What can artificial intelligence bring to screenwriting? Director and screenwriter Ivon Vavrová sees it as a new, tireless tool—a muse that expands an author’s possibilities but does not replace the craft. Her experience shows that if we know what we want to say, AI can speed up the work and open new questions.
How AI helps with screenplays
Screenwriting is both craft and art: it requires research, story structure, character development, and dialogue that holds the audience’s attention. AI can speed up research, propose structure, and relieve the writer of routine, such as formatting to conventions. It can generate variations of situations or dialogue and maintain character continuity according to specified traits. The result, however, always rests on the writer’s choices, revisions, and taste.

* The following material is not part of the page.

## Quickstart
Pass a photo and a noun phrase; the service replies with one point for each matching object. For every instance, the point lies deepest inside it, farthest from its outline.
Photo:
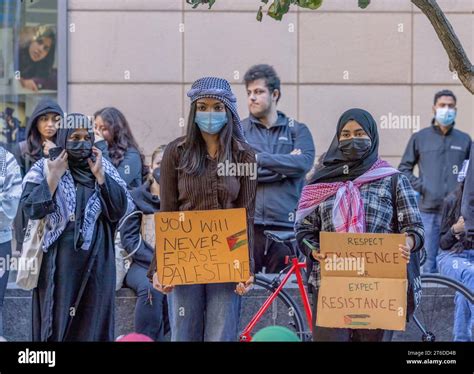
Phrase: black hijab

General-purpose tools are sufficient too, such as conversational models like ChatGPT, with which you can conduct long, creative dialogues. There are also specialized applications (for example Dramat) for character profiling or working with arcs. The well-known experimental short film Sunspring (2016) was made from a screenplay generated by an AI named Benjamin and kicked off a wave of festivals experimenting with similar approaches. Such projects demonstrate potential, not automatic quality.
Limits, ethics, and the reality of production
AI is often likened to a “ghostwriter”—an invisible hand that helps but bears no signature. The history of art knows studios and assistants who collaborated on the final work; what matters, however, is transparency about to whom and how authorship belongs. Vavrová emphasizes that acknowledging collaboration with AI is not cheating but an honest naming of the tool. For that reason, it makes sense to speak of AI as a muse one must learn to work with.
Writing a good screenplay does not yet mean having a good film: the director, producers, dramaturgy, and the entire crew are decisive. Producers use analytical tools like ScriptBook that estimate market potential but cannot guarantee success. Fears of job loss culminated in the recent Hollywood writers’ strike, after which came rules and temporary agreements on the use of AI. The future therefore belongs to authors who master the craft and use AI as a partner, not a replacement.